There are enough moments of greatness here to suggest that we should’ve seen their resurgence coming, if only we’d bothered to listen. "A New Decade" and "This Is Music" are both swaggering statements of intent. "On Your Own" and "So It Goes" are beautiful exercises in wisdom verging on the Confucian - "You go in on your own and you leave on your own/Forget the lovers you’ve known and the friends on the road". "Drive You Home" is a slowly unfolding number that bobs like a small boat on a gentle tide, a little like Little Feat’s "Somebody’s Leavin’", it always threatens to explode without ever making good the promise. "No Knock On My Door" is a swaggering rock monster with layers of distorted guitar noise rippling from every pore - think The Rolling Stones’ "Sway" suffused with and confused by a rare spirit of optimism. Best bit, and surely The Best Verve Song In The World...Ever! is "History". Released as the final single before their breakup, it sported a cover photograph of a cinema hoarding displaying the phrase "All farewells should be sudden". Despite the fact that the string arrangement is ‘reminiscent’ of John Lennon’s "Mind Games" (they do have a habit of doing that kind of thing, don’t they?) this is pretty much as faultless as the genre of the popular song deserves to get, as Ashcroft rakes over the embers of a defeated relationship before kissing it off with the closing phrase "The bed ain’t made/It’s filled full of hope/I’ve got a skinful of dope"...put it this way, a friend’s CD of "A Northern Soul" has been spinning in our office at work for the last few weeks, and all activity ceases when this song arrives.

If you like "Urban Hymns" I wouldn’t hesitate to recommend "A Northern Soul" to you. It’s not as consistent as the former, but when it’s good it somehow manages to tower over even the likes of "Bitter Sweet Symphony" and "The Drugs Don’t Work". I have no idea how they manage it, but long may they continue to astound.

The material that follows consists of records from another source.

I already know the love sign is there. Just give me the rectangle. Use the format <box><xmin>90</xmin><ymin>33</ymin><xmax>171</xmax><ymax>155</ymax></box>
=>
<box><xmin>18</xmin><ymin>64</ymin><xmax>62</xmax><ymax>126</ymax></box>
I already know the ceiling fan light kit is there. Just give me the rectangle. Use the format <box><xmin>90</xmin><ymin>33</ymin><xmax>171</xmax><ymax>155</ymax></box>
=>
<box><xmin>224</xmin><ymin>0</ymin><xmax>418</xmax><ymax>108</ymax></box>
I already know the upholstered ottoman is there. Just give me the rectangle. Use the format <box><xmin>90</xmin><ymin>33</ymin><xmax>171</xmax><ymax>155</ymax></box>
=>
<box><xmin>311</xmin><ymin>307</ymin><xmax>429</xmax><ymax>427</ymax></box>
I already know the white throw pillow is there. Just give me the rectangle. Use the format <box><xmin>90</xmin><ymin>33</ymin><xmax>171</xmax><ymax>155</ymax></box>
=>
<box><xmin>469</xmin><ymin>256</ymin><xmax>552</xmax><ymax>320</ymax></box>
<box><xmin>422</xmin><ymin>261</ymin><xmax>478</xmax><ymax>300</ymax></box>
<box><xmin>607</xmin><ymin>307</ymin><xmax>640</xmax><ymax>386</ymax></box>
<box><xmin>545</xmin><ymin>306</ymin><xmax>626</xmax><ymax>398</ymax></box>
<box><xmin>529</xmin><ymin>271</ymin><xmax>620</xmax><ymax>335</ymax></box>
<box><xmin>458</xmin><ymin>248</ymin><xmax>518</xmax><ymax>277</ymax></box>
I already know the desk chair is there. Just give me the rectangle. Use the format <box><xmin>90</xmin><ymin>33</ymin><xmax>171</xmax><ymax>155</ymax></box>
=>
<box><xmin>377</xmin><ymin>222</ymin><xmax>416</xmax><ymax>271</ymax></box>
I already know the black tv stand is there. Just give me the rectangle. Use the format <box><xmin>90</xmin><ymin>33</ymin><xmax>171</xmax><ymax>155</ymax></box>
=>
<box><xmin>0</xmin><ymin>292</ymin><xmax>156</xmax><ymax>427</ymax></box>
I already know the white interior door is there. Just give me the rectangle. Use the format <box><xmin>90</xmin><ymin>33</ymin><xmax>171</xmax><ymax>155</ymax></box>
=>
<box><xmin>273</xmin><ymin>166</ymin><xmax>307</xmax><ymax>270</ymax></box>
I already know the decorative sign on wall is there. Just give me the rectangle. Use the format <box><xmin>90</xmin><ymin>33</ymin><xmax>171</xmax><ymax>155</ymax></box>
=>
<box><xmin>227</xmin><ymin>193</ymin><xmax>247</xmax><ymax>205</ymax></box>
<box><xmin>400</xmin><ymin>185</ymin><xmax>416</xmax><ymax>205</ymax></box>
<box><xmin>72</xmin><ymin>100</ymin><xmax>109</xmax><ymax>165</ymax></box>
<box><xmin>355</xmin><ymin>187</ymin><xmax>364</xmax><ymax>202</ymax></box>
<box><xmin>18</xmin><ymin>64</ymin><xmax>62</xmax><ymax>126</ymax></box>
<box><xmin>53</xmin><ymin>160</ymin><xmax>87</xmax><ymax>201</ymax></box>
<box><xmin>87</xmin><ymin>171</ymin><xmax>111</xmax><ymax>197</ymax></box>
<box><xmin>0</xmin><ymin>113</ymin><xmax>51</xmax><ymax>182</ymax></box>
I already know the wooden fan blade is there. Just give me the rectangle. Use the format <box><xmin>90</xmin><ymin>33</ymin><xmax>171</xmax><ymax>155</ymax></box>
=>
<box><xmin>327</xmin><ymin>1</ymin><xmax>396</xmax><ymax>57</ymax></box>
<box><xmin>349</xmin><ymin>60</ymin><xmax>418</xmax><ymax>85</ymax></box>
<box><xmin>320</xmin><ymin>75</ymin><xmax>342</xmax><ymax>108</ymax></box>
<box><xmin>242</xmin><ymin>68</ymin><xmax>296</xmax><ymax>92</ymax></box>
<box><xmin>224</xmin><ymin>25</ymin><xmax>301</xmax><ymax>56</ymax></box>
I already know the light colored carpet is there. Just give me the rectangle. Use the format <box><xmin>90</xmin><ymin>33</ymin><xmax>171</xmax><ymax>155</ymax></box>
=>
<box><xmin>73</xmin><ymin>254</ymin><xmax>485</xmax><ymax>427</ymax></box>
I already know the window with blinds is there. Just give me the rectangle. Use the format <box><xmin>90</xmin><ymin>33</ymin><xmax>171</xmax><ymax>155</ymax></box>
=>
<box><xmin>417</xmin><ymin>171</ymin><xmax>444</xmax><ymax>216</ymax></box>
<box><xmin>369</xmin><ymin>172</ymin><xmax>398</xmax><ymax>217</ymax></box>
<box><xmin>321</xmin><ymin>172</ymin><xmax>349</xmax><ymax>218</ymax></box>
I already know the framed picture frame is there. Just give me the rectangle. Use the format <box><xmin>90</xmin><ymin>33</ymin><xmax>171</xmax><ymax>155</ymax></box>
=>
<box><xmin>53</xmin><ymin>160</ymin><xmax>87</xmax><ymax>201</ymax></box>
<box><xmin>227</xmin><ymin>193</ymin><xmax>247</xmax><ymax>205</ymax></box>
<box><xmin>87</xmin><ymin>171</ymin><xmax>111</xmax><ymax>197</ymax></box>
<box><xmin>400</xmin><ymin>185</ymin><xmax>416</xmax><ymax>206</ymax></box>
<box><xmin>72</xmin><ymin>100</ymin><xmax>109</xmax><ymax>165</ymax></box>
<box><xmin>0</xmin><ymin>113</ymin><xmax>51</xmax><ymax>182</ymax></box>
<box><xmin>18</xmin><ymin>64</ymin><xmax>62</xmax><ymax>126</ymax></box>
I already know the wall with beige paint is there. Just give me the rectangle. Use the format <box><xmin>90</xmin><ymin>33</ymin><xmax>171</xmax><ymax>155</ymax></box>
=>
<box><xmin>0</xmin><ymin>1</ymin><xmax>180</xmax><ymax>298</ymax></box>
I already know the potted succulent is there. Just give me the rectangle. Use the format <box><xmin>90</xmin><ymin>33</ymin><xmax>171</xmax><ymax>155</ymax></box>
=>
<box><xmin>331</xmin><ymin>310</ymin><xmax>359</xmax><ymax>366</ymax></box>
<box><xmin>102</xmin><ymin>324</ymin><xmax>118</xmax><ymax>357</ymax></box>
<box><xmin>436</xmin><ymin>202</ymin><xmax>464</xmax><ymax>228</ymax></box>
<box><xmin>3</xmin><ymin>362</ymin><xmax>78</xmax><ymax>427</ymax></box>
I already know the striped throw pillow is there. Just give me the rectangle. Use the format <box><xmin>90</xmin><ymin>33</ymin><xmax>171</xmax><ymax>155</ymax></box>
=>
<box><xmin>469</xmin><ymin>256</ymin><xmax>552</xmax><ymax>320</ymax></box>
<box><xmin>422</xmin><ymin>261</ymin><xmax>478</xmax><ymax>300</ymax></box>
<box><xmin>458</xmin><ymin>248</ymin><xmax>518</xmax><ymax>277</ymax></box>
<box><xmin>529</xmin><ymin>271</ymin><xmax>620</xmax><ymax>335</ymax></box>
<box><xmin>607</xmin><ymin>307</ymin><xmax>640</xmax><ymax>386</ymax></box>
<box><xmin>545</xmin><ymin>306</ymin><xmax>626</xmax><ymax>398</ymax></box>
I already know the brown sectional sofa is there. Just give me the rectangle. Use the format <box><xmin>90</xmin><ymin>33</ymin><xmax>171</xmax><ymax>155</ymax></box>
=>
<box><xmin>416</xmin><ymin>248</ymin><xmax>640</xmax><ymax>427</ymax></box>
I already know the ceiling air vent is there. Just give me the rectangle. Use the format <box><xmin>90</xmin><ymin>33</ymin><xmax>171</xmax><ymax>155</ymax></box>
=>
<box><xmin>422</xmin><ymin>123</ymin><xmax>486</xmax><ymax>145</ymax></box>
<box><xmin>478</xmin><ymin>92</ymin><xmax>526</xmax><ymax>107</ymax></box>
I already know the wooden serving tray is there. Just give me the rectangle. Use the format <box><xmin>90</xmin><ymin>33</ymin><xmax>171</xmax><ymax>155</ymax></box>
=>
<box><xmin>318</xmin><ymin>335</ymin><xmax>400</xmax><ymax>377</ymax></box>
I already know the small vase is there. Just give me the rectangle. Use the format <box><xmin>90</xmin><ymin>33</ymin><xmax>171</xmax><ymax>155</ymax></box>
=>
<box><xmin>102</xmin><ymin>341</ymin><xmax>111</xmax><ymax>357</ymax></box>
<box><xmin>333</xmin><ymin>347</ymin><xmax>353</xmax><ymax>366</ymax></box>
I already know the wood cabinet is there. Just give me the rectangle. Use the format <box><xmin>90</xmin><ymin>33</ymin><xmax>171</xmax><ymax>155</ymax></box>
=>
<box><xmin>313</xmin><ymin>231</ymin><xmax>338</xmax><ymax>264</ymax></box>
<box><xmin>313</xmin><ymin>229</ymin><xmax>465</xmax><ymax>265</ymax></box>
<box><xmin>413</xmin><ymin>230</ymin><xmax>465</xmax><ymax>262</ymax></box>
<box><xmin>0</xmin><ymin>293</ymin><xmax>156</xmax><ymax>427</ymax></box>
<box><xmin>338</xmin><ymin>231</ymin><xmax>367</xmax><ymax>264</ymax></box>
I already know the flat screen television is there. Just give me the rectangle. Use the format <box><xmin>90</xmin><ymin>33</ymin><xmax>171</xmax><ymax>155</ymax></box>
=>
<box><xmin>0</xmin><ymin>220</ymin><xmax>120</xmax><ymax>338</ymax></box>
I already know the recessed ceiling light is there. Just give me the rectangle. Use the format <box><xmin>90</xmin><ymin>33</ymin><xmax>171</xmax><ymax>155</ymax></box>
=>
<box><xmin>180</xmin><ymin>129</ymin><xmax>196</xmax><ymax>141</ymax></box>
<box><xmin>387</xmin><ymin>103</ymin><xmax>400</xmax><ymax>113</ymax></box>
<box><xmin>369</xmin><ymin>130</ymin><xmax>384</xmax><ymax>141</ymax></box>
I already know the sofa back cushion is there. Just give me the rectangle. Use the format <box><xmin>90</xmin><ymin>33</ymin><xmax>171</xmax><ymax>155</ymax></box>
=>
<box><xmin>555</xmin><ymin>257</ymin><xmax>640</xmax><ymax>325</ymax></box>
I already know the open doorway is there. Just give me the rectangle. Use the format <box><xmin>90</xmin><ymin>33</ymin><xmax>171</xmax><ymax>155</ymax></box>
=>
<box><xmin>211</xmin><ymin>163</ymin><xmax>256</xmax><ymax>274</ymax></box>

THE VERVE Urban Hymns (Hut)

Given that 1997 has already furnished us with ample evidence that the Great British Third Album is alive and kicking ("OK Computer", "Ladies And Gentlemen We Are Floating In Space") as well as conclusive proof that it’s suffering an overblown and prolonged death ("Be Here Now" - by the way, did you know that there’s also a mid-70s George Harrison track called "Be Here Now"? Ain’t that peculiar - the bizarre and inexplicable continued popularity of Ocean Duller Scene), which way will the third release from The Verve tip the balance?

"Urban Hymns" is terrific. Up until the first time I heard "Bitter Sweet Symphony" I, like many people I suspect, had no truck with The Verve’s curious Wigan space rock. But, luckily for us, the band that two years ago broke up with the cover photo of their final single bearing the legend ‘All farewells should be sudden’ have returned with what has to be the most quintessentially British record of 1997, if not of the last thirty years.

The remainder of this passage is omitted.